Nobody really takes the nightlife scene seriously. They never did. Even Berlin, which makes €1.5 billion a year from clubs in the form of taxes, gave back way less than it should.
If parties are not back worldwide and in Berlin in the next couple of months, most of us will need to find a new job. It’s a real shame.
Trust me, it would be enough if they just gave back what we paid in taxes over the past five years, and we can live respectfully. The hype is gone now. The world loves to talk about everything but what’s important; that’s the way of the world.

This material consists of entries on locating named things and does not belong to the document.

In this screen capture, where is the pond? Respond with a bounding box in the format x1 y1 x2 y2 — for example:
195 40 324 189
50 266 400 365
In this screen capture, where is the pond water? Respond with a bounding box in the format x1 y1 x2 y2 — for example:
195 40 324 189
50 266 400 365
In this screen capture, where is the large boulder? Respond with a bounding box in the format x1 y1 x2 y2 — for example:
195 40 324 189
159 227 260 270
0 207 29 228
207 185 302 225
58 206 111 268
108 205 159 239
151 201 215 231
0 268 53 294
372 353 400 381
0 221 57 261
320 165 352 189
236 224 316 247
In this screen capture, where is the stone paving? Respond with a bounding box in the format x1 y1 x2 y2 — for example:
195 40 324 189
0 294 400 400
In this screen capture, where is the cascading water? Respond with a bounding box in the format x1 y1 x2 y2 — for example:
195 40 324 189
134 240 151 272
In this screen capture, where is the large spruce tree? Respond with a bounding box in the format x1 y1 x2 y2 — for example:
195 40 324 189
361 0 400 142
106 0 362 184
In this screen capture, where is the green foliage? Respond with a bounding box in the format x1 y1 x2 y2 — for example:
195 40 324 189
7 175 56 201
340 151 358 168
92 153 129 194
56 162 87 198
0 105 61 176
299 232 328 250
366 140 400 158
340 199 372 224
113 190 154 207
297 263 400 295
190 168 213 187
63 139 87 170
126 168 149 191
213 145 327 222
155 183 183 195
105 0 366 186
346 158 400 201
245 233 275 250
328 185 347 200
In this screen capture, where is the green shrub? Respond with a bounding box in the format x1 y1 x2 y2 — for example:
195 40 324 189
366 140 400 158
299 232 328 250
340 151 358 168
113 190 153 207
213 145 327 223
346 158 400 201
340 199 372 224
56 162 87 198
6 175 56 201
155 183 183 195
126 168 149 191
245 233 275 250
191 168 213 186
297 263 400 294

Time Slips Away is your second album. Do you think your musical style has matured since your debut in 2016? How?
I’m older, let’s start with that, I like different vibes of music, but all in all I just think I’m better in what I’m doing, and I dare to do more, and think outside my box. But the base is still the base.
I still love to write music which takes both sides – it’s happy and it’s sad at the same time. This time, I had the opportunity to work with some amazing artists and to collaborate with them. For the next album, I’ll do the same – and more.
There’s a strong synth pop influence on a couple of the tracks, particularly What Do We Care and Natural Born Losers – which could easily have been recorded in the 80s. Is synth pop a guilty pleasure of yours?
I’m a 80s kid. It feels natural, it’s optimistic, and harmless, but with a lot of dreams and feelings. Sometimes I wish i could write only music like that! I don’t take myself too seriously to have a guilty pleasure, really.
A couple tracks on the album seem to bear Eastern influences, Sense of Time for example, while there’s also a track called Wish I Was In Tokyo. Was this always the intention, to bring different cultural signifiers into the mix?
I think growing up in Israel, not to mention travelling a lot all over the world, influenced me the most, I just filter it through and produce music from it. There’s no actual reason – it’s just music that I’ve written. It’s part of who i am.
The Disco Halal label appears to be in full swing, with plenty of recent releases. How would you describe the label, and how does your approach differ from when you first launched it?
The label is a mixture of sounds I love, trying to follow the timeline of our generation. It’s my life’s work and the thing I enjoy doing the most.
When I first launched it, I wanted to do a few records, mostly edits from friends, and as time passed I evolved with it. I still approach it with a very honest ‘yes and no’ mentality, either I like what I’m hearing or not.
You recently had the chance to rework an all-time classic, Three Drives on a Vinyl – Greece 2000. Was that period of music (late 90s/early 2000s) particularly influential for you, musically?
Yeah, I started to DJ when the tune came out. I used to play it a lot, and in recent years I edited it and started to send it around. The rights owner contacted me and we did something with it.
It’s really important to me – the sound represents where I’m from, and what I believe should be a right moment on the dancefloor.
What sort of dance music industry will emerge once the coronavirus pandemic subsides, do you think?
I wish I could tell you. I used to believe the switch will be flipped again, but as time progresses I know there will be many casualties. Most of the places won’t survive.
I’m sure some of the scene will take a different turn – people need to work, we all need to survive, and who knows what will come instead. Either way, thanks for the amazing trip.